The technique karyotyping is known to us, as you on this dedicated blog! It’s a cell culture-based technique that relies on cell culture, cell harvesting and microscopy.
Using the culture media, cells are harvested from the sample, under strict aseptic conditions, obviously. Cells are washed and harvested soon after to prepare slides.
Metaphase slides are prepared and G bands are performed. The slides are observed under the microscope to observe the visible chromosomal change.
A karyogram or ideogram of chromosomes is prepared in order to study the karyotype.
To study chromosomal aberrations like translocations or deletion, expert eyesight is required. Nonetheless, karyotyping can’t identify some of the balance translocations, and therefore techniques like FISH are used to do so.
The common applications of a conventional cytogenetic technique like karyotyping are in cancer cytogenetics and identification of alteration in various types of cancer.
Karyotype using G bands have limited resolution and therefore can’t identify smaller or balanced translocations.

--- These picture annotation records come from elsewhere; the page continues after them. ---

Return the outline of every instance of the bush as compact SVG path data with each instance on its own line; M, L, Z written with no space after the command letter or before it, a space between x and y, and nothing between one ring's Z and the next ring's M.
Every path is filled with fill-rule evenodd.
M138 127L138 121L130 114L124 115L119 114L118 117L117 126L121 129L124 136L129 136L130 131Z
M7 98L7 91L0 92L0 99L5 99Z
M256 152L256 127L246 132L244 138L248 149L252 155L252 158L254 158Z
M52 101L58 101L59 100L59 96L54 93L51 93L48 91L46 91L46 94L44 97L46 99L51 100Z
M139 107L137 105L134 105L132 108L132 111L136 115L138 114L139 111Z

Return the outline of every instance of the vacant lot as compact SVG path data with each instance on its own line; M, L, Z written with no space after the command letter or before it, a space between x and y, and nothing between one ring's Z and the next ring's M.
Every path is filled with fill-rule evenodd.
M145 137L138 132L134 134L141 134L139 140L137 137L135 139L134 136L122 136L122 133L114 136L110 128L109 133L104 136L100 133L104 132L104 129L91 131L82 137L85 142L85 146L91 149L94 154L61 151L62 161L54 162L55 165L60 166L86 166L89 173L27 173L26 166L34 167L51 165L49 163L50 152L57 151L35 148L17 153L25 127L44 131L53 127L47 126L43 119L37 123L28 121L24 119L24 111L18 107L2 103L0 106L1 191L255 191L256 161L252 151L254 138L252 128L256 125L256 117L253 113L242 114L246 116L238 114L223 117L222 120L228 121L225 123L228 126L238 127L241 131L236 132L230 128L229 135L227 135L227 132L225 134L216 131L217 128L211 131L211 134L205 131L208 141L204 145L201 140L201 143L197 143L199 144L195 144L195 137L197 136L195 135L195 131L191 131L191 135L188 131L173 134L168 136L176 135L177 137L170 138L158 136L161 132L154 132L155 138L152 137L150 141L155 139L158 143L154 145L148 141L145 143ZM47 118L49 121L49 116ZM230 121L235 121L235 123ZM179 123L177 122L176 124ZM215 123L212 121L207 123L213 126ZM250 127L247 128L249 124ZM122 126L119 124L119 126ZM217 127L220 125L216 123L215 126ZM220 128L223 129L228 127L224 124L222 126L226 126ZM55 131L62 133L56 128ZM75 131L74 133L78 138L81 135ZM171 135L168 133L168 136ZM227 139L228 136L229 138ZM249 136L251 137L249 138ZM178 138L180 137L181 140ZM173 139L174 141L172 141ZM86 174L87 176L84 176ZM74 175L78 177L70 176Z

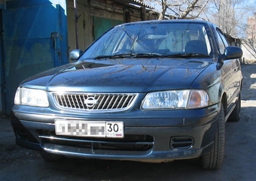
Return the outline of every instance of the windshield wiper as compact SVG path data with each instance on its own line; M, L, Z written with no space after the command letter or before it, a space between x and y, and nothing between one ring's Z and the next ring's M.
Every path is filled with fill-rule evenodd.
M203 53L178 53L178 54L172 54L163 56L165 57L169 58L191 58L191 57L209 57L210 56L203 54Z
M120 58L151 58L151 57L161 57L163 55L157 53L122 53L111 56L98 56L94 59L120 59Z
M152 57L161 57L162 54L152 53L135 53L134 58L152 58Z
M134 56L133 53L125 53L125 54L117 54L112 56L98 56L94 58L94 59L118 59L118 58L126 58Z

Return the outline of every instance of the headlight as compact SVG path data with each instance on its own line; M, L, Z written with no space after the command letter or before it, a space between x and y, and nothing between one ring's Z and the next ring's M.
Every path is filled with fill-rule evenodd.
M38 107L49 106L45 91L23 87L19 87L17 89L14 104Z
M209 105L209 96L203 90L177 90L148 93L142 109L200 108Z

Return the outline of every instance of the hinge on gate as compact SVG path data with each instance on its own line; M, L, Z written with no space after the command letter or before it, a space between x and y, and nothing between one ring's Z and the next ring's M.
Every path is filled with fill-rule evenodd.
M53 39L53 49L57 49L56 38L59 38L59 33L58 32L52 32L50 38Z

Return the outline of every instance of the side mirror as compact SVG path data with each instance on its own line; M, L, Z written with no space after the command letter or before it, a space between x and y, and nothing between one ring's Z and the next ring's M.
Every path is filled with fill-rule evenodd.
M73 50L69 53L69 59L72 61L78 60L82 53L83 51L81 50Z
M239 59L242 56L242 50L241 48L229 46L227 47L224 50L224 53L220 56L218 64L217 64L217 70L220 70L224 64L224 60L227 59Z
M239 47L230 46L225 48L224 55L224 60L239 59L242 56L242 50Z

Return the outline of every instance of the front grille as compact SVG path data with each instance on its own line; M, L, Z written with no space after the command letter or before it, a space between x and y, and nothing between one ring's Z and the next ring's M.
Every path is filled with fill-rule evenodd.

Related article: What is Karyotyping?- Definition, Steps, Process, and Advantages.
FISH:
An excellent molecular cytogenetic technique known as the FISH- fluorescent in situ hybridization or multicolor fluorescent in situ hybridization is used.
Here different colored radiolabeled probes are used to hybridize at the location where the translocation happens and gives a different color signal when analyzed.
The FISH also have limited resolution and analytic limitations therefore another technique known as spectral karyotyping is used for studying cancer cells.
Spectral karyotyping:
Spectral karyotyping is powerful enough to even identify smaller translocations and commonly used in leukemia cytogenetics.
In the present technique, probes complementary to different translocations are labelled with different colored fluorescence dye to hybridize.
The mixture of probes allows hybridization on the metaphase if translocation occurred.
Normal chromosomes paint with the single color dye while translocated or derived chromosomes paint with different color fluorescence due to the probe hybridization.
This is the general overview of the S- karyotyping, if you are very much interested to learn it, you can read our article: what is spectral karyotyping?
Conclusion:
Translocation plays an important role in the development of various types of carcinoma. However, not involved in all cancer types. Karyotyping and FISH are two cytogenetic techniques commonly employed to study translocation and to detect cancer in various cases.
Two important aspects of chromosomal alterations we should know in order to study cytogenetics, first the theory of Theodor Boveri’s “Growth-stimulatory chromosome” theory and second the role of DNA break in a cell.
Theodor Boveri was the first person to postulate that chromosomal alterations like translocations play a vital role in developing malignancy and activating oncogenes.
It means, translocations induce uncontrolled cell growth- cancer. However, at the time of Boveri, cytogenetic techniques like karyotyping and FISH were not discovered.
DSB- double strand break a type of DNA break plays an important role in various types of cancerous and non-cancerous conditions. Cells are sensitive to DNA break as it is not a natural process, and modify the system to repair it.
DNA breaks arrest cells at one stage and induces cell death.